The only issue we have with the driving part of GT6 is that, like with former iterations, the collision engine is next to useless. Even when you properly smack into the rear end of an opponent, you’ll feel like you hit a cardboard box - and might as well have, the affect it has on your car. And when viewing the replay afterwards, you’ll notice some minor body damage after the impact, but that’s all. Gran Turismo has always been about the beauty of motor vehicles, but to the extent that it protects them to the detriment of realism - a shame considering just how much effort is put into maintaining the simulation elsewhere.
We do like the surround sound effects when your in-game car is hit though. If a racer bashes into you from behind, you will get the audio coming from that zone on your surround system. It helps remind where opponents are and you can counter them by track placement. A shunt won’t do much to you in racing terms - it will actually slow the opponent down a bit - but it’s nice to employ a sense other than sight for gameplay effect.
Capitilising on cars
In addition to the many cars, Polyphony has essentially created a love letter to some of the world’s greatest race tracks. There are plenty of them, including favourites Brands Hatch and Apricot Hill. But perhaps the greatest inclusion this time around is the Goodwood Hillclimb, the centre showpiece to the Goodwood Festival of Speed in the UK each year. We’ve not driven it for real ourselves - we’ve careened down the side of it at great speed on a golf buggy, but that’s a story for another time - so to get the chance to whizz up the track in some top cars in GT6 is highly satisfying.
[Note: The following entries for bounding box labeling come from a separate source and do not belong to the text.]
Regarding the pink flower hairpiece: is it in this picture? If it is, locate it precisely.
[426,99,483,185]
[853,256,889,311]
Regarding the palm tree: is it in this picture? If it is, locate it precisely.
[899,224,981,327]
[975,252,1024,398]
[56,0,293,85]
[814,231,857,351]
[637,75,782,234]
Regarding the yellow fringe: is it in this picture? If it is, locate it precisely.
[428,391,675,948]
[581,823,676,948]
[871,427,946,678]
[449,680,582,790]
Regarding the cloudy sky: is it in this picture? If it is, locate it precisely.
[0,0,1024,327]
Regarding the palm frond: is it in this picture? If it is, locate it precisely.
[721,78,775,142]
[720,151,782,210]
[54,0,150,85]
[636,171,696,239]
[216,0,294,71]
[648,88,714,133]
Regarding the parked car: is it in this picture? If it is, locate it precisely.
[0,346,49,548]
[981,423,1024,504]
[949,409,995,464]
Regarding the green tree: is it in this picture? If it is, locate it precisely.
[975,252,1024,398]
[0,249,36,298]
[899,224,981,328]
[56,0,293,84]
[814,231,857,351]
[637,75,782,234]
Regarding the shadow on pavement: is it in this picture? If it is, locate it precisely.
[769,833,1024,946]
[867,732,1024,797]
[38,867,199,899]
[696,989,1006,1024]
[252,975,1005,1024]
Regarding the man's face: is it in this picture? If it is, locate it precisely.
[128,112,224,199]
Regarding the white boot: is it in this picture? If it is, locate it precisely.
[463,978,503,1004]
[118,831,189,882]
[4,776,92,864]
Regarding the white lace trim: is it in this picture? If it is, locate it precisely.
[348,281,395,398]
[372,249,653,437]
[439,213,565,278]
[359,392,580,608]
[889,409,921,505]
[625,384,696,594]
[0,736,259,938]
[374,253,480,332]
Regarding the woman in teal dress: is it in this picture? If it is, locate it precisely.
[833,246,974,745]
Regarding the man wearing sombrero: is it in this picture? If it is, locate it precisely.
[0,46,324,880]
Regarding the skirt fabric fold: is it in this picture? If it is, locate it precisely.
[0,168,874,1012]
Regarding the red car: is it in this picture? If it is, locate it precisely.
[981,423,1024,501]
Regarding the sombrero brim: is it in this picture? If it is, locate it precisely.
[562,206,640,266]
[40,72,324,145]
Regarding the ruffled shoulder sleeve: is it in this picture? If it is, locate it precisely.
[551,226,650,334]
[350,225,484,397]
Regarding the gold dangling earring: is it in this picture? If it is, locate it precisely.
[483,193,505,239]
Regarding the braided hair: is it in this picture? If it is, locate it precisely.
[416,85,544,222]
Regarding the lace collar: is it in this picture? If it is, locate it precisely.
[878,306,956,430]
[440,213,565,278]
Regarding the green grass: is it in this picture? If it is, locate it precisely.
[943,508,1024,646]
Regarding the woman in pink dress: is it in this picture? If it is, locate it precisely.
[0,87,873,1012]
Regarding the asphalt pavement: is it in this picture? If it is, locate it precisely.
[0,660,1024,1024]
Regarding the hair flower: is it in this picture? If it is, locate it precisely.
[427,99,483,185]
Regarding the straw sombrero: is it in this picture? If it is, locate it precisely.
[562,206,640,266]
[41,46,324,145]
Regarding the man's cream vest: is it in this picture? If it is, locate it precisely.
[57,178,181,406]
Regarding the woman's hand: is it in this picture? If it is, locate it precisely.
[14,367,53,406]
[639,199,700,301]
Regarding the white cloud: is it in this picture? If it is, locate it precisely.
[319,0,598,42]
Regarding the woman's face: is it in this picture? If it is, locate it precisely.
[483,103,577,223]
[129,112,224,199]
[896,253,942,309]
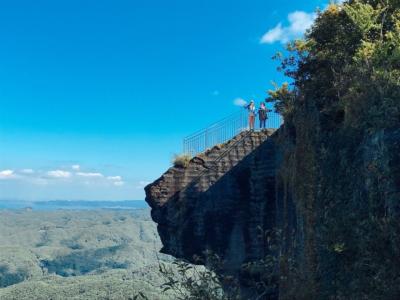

When it comes to the cars, too, there's more than one way to gain access: earn your way up the ranks through racing or part with real-world cash to buy in-game credits. It's never an essential to do so, but it's a shortcut if you want that top-spec Lambo. Some will find this frustrating that it even exists, we all but ignored its presence and got on with the game.
Outside of the racing and sumptuous car and track graphics, the rest of the presentation of the game is reassuringly familiar to fans; perhaps cold and a little uninviting to others. In previous years, effort was made to make the user interface look a bit like a map of places to visit, but GT6 really dispenses with the niceties, opting for functionality instead. There are menus and icons and more menus and statistics and more menus and, you get the picture. To be honest, you’ll want to spend as little time here as possible and just get back to racing, and that might be the point. Sadly, the loading speeds will put a dampener on that plan.
Although the gameplay visuals are next-gen worthy, you are given a stark reminder that this is a PlayStation 3 title when you’re faced with loading sections or races. More than a modicum of patience is required here. Admittedly, we haven’t tried to install the game to see if that helps and, surprisingly, the game doesn’t require an installation when it first starts - which is a mercy as we suspect it could be a long’un - but we think you’ll still be faced with moments where your anticipation wears off a touch during a spinning icon.